Mrs. Clinton’s spokesman and the State Department have cast her decision to hand over her emails as motivated by efforts to update the department’s record management system. “When the department asked former secretaries last year for help ensuring their emails were in fact retained, we immediately said yes,” Nick Merrill, the Clinton spokesman, said on Sunday.
But it was the review of Benghazi-related documents last summer that, within the State Department, set off the chain of events leading to the public disclosure this week of Mrs. Clinton’s use of a private email account, according to the current and former department officials.
The decision to ask Mrs. Clinton for her emails went all the way to Secretary of State John Kerry’s chief of staff, who, along with officials working on the response to the Benghazi requests, signed off on it.
Beginning in August, senior State Department officials held negotiations with Mrs. Clinton’s lawyers and advisers to gain access to her personal email records. At one point, her advisers met face-to-face with department officials in Washington.
In October, the State Department sent a letter to Mrs. Clinton and all former secretaries of state back to Madeleine K. Albright, seeking emails and other documents in their possession that related to their government work.

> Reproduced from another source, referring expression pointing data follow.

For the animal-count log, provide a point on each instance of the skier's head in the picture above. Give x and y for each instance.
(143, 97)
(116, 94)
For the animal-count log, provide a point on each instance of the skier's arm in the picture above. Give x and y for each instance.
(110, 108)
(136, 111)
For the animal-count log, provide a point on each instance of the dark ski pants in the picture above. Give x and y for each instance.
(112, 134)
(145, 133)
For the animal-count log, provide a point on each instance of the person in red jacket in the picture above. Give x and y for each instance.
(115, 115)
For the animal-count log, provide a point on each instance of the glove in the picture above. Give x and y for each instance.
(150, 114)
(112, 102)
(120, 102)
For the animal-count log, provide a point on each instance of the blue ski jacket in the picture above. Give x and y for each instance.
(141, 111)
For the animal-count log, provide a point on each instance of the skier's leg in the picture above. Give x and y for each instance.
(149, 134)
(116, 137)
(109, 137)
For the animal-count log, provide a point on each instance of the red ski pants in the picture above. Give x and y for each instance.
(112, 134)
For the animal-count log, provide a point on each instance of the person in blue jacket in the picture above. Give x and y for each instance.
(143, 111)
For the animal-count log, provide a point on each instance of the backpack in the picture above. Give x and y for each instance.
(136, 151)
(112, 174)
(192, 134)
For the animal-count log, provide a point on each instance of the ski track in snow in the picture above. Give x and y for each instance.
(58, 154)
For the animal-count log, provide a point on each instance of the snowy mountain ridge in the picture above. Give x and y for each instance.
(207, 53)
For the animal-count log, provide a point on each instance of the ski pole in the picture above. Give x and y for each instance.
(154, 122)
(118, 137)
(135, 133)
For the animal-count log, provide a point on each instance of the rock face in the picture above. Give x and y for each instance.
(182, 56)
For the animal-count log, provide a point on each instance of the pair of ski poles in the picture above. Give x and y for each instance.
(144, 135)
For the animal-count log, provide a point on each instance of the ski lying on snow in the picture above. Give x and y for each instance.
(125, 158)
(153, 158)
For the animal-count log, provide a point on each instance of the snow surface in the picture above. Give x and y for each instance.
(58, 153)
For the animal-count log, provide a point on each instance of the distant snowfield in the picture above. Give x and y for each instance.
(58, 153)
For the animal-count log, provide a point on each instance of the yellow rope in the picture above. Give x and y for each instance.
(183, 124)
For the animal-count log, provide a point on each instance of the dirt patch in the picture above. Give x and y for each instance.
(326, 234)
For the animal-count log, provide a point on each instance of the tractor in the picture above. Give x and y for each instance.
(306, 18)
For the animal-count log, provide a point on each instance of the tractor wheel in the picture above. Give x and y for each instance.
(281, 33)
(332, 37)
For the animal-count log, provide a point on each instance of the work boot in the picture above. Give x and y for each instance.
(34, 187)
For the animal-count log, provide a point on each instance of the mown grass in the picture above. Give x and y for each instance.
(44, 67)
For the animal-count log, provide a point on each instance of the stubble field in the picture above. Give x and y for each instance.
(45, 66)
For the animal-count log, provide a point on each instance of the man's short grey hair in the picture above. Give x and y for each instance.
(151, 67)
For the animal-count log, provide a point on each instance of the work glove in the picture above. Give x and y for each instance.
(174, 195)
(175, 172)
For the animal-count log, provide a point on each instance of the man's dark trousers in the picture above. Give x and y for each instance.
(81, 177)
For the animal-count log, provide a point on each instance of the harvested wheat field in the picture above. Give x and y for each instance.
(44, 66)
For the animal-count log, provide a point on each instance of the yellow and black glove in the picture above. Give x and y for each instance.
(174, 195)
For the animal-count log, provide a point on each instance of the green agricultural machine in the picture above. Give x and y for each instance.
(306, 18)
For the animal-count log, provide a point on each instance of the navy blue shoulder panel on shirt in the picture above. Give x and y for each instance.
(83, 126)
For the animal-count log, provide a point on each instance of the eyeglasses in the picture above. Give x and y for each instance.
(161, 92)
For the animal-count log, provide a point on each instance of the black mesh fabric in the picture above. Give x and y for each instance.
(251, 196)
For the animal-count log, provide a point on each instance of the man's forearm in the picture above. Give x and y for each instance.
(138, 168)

Finally, in December, dozens of boxes filled with 50,000 pages of printed emails from Mrs. Clinton’s personal account were delivered to the State Department. Those documents were then examined by department lawyers, who found roughly 900 pages pertaining to the Benghazi attacks.
Three weeks ago, the State Department handed over the Benghazi emails to the House Select Committee on Benghazi, which is led by Representative Trey Gowdy, Republican of South Carolina.